Is getting away with murder acceptable?
Within the last 70 years there is a peculiar phenomenon of getting away with murder and calling it one of a variety of politically correct names. Let me explain:
The Rwandan genocide is well known to all readers of this column … not just because I refer to it often, or that it has been popularised in movies, but rather because my readers are adults over the age of 21, with rare exceptions.
Rwanda is an example of many things, not the least of which is the way they have transformed their economy and changed the culture of division and hate that caused the 1994 genocide.
The use of a modern court system, coupled with a unique parochial judicial exercise called ‘Gacaca courts’, have effectively managed the trial of over 1.5 million people who literally slaughtered over a million people.
The Gacaca system conducts trials of offenders who must “admit” to the committal of the crimes they did in largely an informal setting where a respected member of the community functions as a judge, albeit with very little training.
The families of the victims are present and they are encouraged to forgive the offenders.
This exercise assists in reducing prison sentences and reintroducing the incarcerated person to society.
The leaders of this genocide were convicted in international tribunals.
This all sounds very progressive the way I have worded it, but the end result is that persons are going through the Gacaca exercise for offences including murder and they are in effect getting away with them.
Practically speaking, there is no other option.

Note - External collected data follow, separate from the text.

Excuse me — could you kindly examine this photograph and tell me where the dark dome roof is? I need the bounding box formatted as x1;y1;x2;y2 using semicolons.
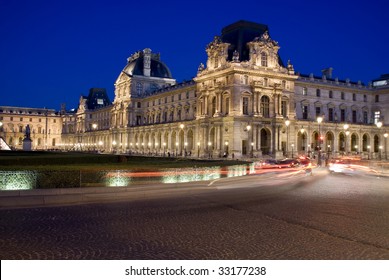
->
123;53;172;78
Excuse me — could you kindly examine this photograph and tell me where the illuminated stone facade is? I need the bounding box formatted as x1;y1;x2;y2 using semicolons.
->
0;106;61;150
1;20;388;158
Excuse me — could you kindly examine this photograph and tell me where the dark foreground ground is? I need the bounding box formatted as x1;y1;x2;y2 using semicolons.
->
1;171;389;259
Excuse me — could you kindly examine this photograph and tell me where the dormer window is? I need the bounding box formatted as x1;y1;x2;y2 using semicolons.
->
136;82;143;96
261;52;268;67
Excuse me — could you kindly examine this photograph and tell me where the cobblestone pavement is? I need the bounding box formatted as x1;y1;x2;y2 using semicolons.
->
1;173;389;259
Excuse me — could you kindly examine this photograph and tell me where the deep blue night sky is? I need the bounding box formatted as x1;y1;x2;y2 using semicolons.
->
1;0;388;110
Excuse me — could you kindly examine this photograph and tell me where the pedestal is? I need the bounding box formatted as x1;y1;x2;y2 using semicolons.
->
23;138;32;151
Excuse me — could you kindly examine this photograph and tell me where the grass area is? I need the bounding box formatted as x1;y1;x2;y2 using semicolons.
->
0;151;249;171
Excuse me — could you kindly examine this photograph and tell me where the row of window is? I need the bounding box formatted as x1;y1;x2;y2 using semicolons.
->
144;92;194;108
6;137;56;146
302;88;380;102
301;105;379;124
0;116;57;123
0;109;58;115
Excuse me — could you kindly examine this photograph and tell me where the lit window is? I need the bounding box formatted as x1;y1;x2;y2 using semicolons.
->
242;97;249;115
261;52;268;67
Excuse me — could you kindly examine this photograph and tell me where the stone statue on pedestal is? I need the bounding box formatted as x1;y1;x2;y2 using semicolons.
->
23;124;32;151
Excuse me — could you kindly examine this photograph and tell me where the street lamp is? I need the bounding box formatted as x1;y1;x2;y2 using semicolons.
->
175;142;178;156
344;124;349;156
384;133;388;160
345;131;350;155
224;141;229;157
291;143;294;158
179;124;185;156
208;141;212;159
379;146;383;160
163;142;166;156
317;116;323;166
251;142;254;157
376;121;383;160
285;119;290;157
246;124;252;157
197;142;200;158
112;140;117;153
184;142;187;157
367;145;371;160
300;127;305;154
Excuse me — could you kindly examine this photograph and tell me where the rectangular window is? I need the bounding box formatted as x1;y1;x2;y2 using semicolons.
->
171;96;174;102
242;97;249;115
178;93;181;100
302;87;307;95
352;93;356;101
315;107;321;117
375;95;379;102
352;110;357;123
340;109;346;122
316;89;321;97
10;117;13;121
20;117;23;121
363;111;368;124
302;105;308;120
329;90;333;98
186;92;189;99
374;111;380;124
328;108;334;121
281;100;287;117
363;95;367;102
29;118;32;122
341;92;345;100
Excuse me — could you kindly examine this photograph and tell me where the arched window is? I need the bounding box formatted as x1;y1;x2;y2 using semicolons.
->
261;96;270;117
261;52;268;67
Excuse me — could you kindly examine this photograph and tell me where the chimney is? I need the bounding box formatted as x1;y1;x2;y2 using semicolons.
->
143;48;151;77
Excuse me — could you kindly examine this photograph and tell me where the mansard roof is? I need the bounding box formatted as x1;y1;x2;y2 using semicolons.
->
220;20;284;66
86;88;112;110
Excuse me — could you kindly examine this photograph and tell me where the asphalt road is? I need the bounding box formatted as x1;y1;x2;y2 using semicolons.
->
1;170;389;259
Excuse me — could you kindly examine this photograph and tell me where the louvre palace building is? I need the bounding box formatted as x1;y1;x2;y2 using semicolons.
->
1;20;388;159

You can’t imprison or execute 1.5 million offenders and if you try to, it is likely to cause another uprising.
South Africa, after decades of international sanctions, an armed struggle and consistent civil disobedience, did away with the apartheid regime in the early nineties and an election in 1994 ended the apartheid Government.
What was expected was a purge to satisfy the cry for justice for the families of the slain, the brutalised and the wrongfully imprisoned.

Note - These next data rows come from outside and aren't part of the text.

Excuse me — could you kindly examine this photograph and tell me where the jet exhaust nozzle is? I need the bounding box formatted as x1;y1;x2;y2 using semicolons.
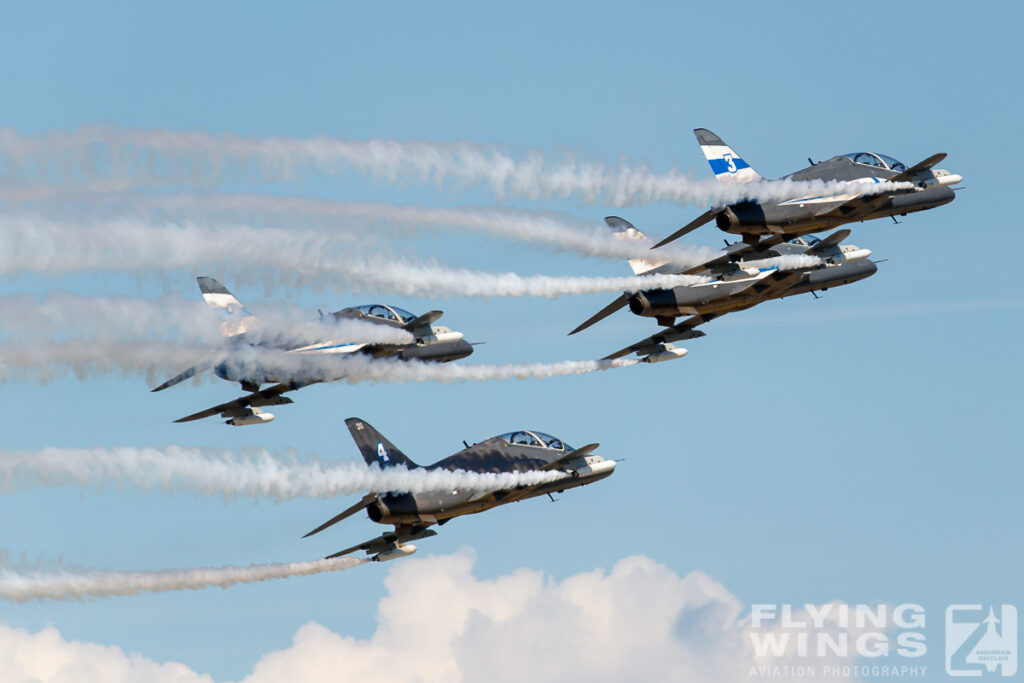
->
715;207;739;231
628;293;650;315
367;499;388;523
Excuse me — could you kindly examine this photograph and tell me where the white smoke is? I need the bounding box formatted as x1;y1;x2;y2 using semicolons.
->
0;553;865;682
741;254;824;270
0;214;709;298
0;124;913;207
0;556;365;603
0;340;640;385
0;291;414;346
0;447;568;500
82;193;719;267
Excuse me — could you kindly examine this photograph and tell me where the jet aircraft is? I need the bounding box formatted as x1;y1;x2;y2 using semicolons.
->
570;217;878;360
152;277;473;425
653;128;961;248
303;418;616;562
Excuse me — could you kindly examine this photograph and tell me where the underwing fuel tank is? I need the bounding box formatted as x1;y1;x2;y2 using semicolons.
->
372;544;417;562
641;345;688;364
225;407;275;426
571;458;618;478
414;330;464;346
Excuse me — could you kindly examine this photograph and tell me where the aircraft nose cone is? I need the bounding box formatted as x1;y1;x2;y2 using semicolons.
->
454;339;474;359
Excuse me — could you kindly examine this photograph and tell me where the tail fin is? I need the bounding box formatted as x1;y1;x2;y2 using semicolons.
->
346;418;420;469
604;216;668;275
196;276;258;338
694;128;762;185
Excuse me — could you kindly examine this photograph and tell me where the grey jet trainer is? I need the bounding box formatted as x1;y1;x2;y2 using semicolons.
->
303;418;616;562
152;277;473;425
570;217;878;361
653;128;961;248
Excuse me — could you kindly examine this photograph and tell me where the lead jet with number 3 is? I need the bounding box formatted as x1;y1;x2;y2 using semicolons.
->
654;128;961;249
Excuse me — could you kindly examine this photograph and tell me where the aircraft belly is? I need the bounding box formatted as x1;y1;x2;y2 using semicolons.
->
888;185;956;213
399;339;474;363
399;468;616;522
793;260;878;293
635;282;761;317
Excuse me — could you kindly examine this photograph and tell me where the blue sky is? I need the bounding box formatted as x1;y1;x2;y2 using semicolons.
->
0;2;1021;681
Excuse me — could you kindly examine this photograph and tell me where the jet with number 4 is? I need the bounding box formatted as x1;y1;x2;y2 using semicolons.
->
569;216;878;361
653;128;961;249
303;418;616;562
152;277;473;425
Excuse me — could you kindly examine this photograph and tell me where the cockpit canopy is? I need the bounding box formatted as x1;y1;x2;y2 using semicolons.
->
787;235;821;247
498;430;573;451
841;152;906;173
355;304;417;323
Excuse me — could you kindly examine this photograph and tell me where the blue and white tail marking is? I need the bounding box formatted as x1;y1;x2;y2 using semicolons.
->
694;128;762;186
196;276;258;338
604;216;669;275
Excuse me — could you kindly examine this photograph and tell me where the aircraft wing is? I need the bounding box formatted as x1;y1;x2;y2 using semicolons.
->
325;525;437;560
812;190;896;223
806;228;851;254
887;153;947;183
402;310;443;332
540;443;600;471
680;235;789;274
651;208;720;249
173;381;315;423
603;314;718;360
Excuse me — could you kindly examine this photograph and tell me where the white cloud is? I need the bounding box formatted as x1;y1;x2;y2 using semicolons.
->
0;552;864;683
0;625;211;683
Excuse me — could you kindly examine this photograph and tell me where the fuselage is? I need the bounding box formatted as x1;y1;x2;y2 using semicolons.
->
212;303;473;385
716;154;958;237
628;240;877;320
366;433;616;526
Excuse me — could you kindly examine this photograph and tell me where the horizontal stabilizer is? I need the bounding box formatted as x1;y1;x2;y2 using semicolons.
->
568;294;630;335
651;208;719;249
302;493;377;538
151;364;203;392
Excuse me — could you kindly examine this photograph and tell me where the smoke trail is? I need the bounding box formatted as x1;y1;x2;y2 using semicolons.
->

What actually happened was the Truth and Reconciliation Commission.
This commission that was formed by an act of Parliament in 1995, ie, ‘The promotion of National Unity and Reconciliation Act’, was intended to allow for the victims and the offenders to ventilate their experiences in a court-like setting, with an aim to granting amnesty to the offenders who participated in the process. It was also public.

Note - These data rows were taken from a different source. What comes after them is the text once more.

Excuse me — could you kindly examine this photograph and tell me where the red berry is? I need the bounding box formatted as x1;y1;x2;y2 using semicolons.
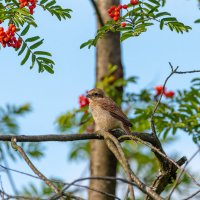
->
122;4;128;9
11;27;16;33
113;16;119;21
155;85;165;95
108;8;113;14
130;0;139;5
164;91;175;98
118;4;123;10
109;13;114;18
79;95;89;108
121;22;127;27
114;11;120;17
30;9;34;14
110;6;116;10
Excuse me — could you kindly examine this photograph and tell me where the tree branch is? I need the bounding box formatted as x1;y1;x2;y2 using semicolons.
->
11;137;64;200
169;62;200;74
0;164;121;200
144;62;200;199
0;131;151;142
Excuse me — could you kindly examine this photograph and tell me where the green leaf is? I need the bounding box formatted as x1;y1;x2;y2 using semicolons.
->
120;32;133;42
80;39;94;49
30;39;44;50
37;57;55;64
40;0;48;4
20;24;30;36
194;19;200;23
45;0;56;8
25;36;40;43
18;42;27;56
43;65;54;74
34;51;52;56
21;49;31;65
148;0;160;6
30;54;36;69
155;12;171;18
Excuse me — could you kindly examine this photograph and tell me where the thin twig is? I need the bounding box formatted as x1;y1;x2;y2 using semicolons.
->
49;176;136;200
181;189;200;200
0;147;18;194
169;62;200;74
10;137;63;199
167;147;200;199
151;64;179;137
119;135;199;187
0;189;45;200
0;164;121;200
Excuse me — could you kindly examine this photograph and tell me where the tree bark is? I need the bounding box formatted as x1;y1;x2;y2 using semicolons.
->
89;1;123;200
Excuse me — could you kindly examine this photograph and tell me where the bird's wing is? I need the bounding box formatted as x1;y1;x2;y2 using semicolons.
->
96;97;132;127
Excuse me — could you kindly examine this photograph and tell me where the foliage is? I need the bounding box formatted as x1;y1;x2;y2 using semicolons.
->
0;104;31;134
55;66;196;196
130;77;200;143
0;0;71;73
81;0;191;48
0;104;44;161
21;177;63;197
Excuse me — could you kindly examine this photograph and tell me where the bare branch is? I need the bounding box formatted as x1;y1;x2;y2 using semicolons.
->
169;62;200;74
10;137;63;199
151;64;179;137
49;176;137;200
0;131;152;143
167;147;200;199
1;148;18;194
0;189;44;200
182;189;200;200
0;164;121;200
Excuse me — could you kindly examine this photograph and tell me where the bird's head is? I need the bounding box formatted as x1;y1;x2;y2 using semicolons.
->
86;88;105;100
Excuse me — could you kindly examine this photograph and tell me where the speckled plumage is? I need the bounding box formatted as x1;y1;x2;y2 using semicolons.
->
87;88;132;134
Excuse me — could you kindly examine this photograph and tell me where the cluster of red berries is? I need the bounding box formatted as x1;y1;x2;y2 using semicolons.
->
155;86;175;98
79;95;89;109
108;0;140;27
0;24;22;48
107;4;128;22
19;0;37;14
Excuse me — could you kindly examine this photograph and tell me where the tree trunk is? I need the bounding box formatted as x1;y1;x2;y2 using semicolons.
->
89;1;123;200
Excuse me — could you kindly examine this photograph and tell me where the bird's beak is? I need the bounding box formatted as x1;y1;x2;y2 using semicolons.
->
86;94;90;98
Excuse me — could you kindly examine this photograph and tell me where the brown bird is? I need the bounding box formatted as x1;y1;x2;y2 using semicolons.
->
86;88;132;134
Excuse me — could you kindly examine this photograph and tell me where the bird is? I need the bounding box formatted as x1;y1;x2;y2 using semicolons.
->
86;88;132;135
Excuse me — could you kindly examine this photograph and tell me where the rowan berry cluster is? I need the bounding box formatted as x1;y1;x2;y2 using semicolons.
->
0;24;22;49
79;95;89;108
155;86;175;98
107;0;140;27
19;0;37;14
107;4;128;22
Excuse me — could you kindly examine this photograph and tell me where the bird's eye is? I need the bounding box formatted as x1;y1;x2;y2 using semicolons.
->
94;93;98;96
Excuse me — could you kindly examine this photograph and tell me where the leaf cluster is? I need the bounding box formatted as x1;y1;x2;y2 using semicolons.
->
81;0;191;48
0;0;71;73
0;104;44;161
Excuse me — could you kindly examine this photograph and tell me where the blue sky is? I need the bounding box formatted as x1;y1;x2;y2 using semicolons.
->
0;0;200;198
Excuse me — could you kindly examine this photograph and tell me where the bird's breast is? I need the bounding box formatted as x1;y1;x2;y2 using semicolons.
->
89;104;122;131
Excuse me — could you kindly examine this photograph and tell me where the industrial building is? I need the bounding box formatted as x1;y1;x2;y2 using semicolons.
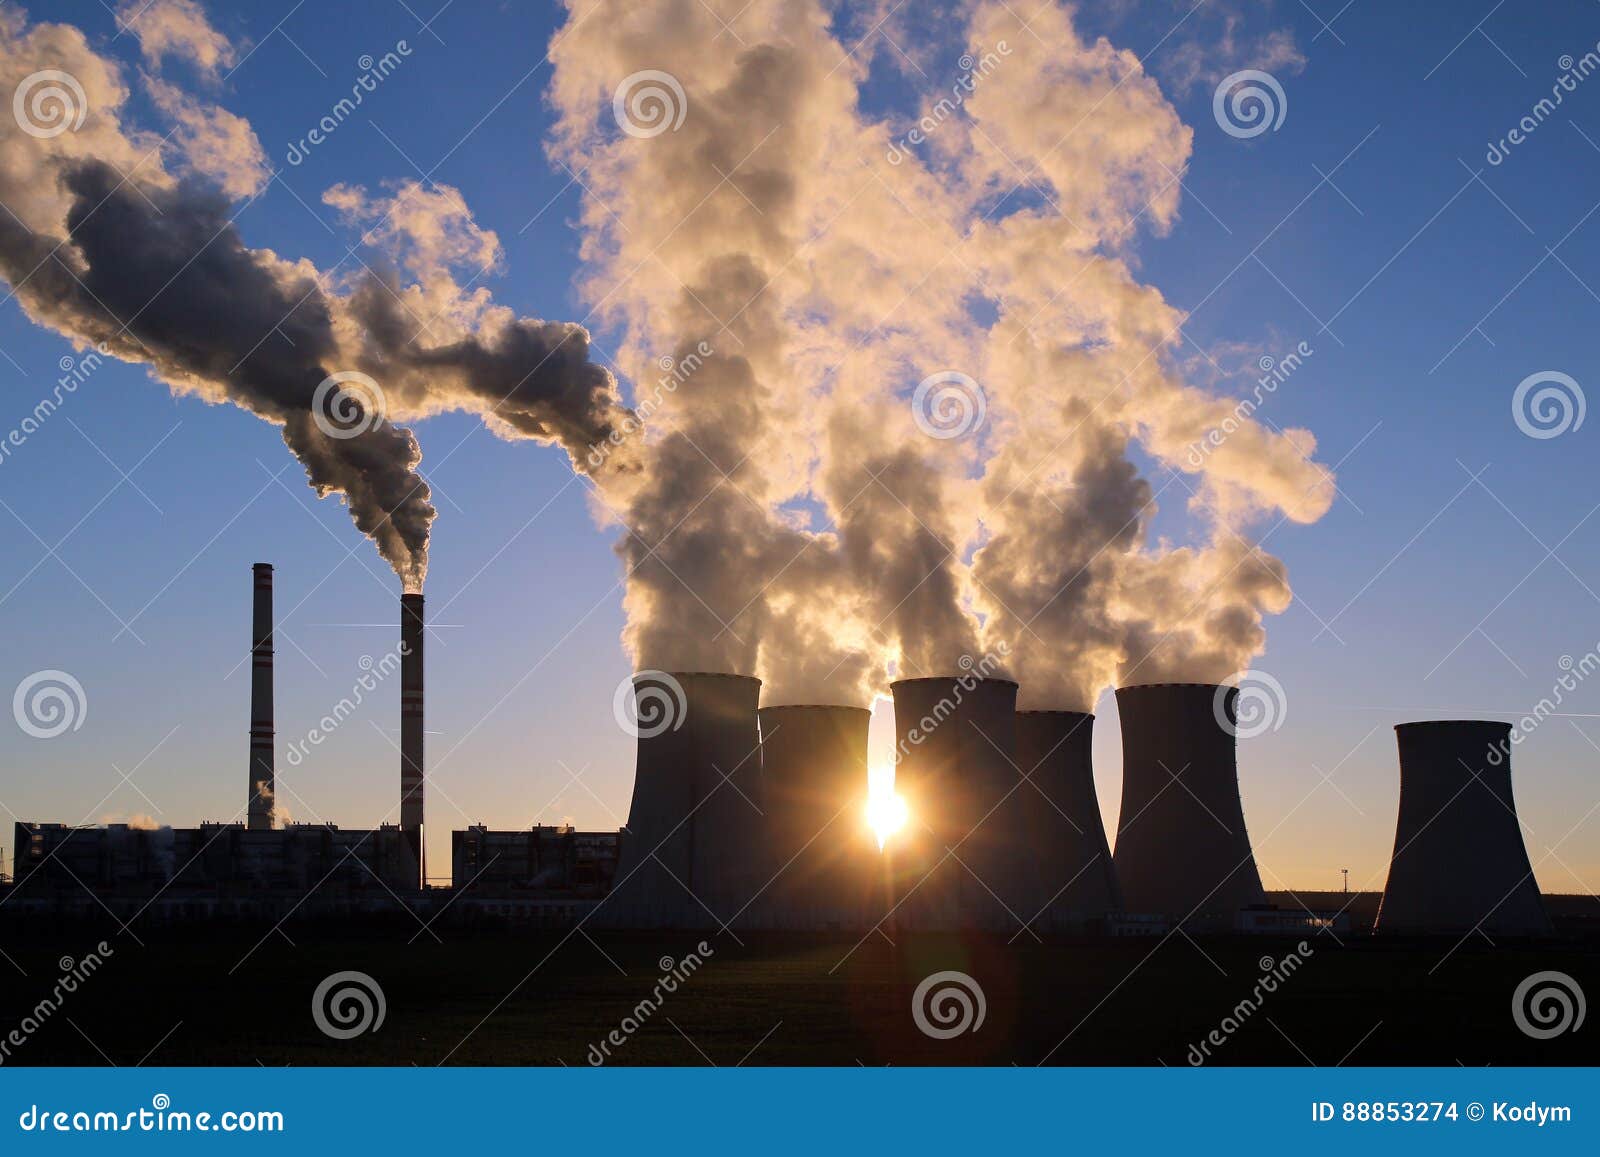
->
9;820;420;917
451;823;619;898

It was looked on by many, to include myself, that the perpetrators got away with murder.
The upside was that the two groups moved on and to a large degree are no longer in conflict.
South Africa today has one of the strongest economies in Africa
The above two examples force us to ask questions, one of which would surely be, is justice more important than progress?
Also, is the best way to get away with murder to participate in it at a genocidal rate?
Let us look on the treatment of the Germans post World War II.
A trial was held in the form of an international tribunal called the Nuremberg Trials.
In that court, major figures in the atrocities that were committed were tried by an international tribunal made up of allied jurists.
Although they executed only 11 persons, they sentenced 118 accused to prison and 20 more to life sentences.
This was clearly not good enough, but the crimes were so many and the number of offenders so huge that it would be impossible to punish everyone.
It would be fair to note, however, that although Nuremberg was inadequate to achieve justice, the punishment was not limited to this arena.
The Russians sent 1.5 million soldiers to the Gulags as virtual slaves. The survivors remained imprisoned there up to 1956.
This may seem like a more balanced act of justice than the earlier mentioned solutions, but the problem was that many of the former imprisoned German soldiers were not guilty of committing any war crimes.
So let’s go local.
Jamaica had its civil war between 1974 to 1980.
We gave no pardon, held no tribunals, had no commissions.
We did nothing that treated it any different from a typical criminal justice environment.
The unbridled hooliganism, brutality and impunity that occurred in that period is part of our culture today.
It’s played out in our inner cities by the gangs, in our transport sector by the taxi drivers, and in our streets by the vendors.
There is little regard for most laws.
There is also an acceptance that poor young men will participate in criminal activity and that our businessmen will fund them, our lawyers defend them and politicians accept them as part of their reality.
Is this really better than Rwanda’s Gacacas and South Africa’s Truth Commission? Was doing nothing unofficially any better than giving them amnesty officially?
Could this culture have been nipped in the bud if we had confronted our shame in the early eighties like the African nations did. Is it too late to fix it now? No, we can still confront the seventies, we can grant amnesty as well because anyone not yet brought to justice from that era won’t be.
Perhaps allowing our ‘war” to have its place in history may prevent a Rwanda scenario from occurring in the future.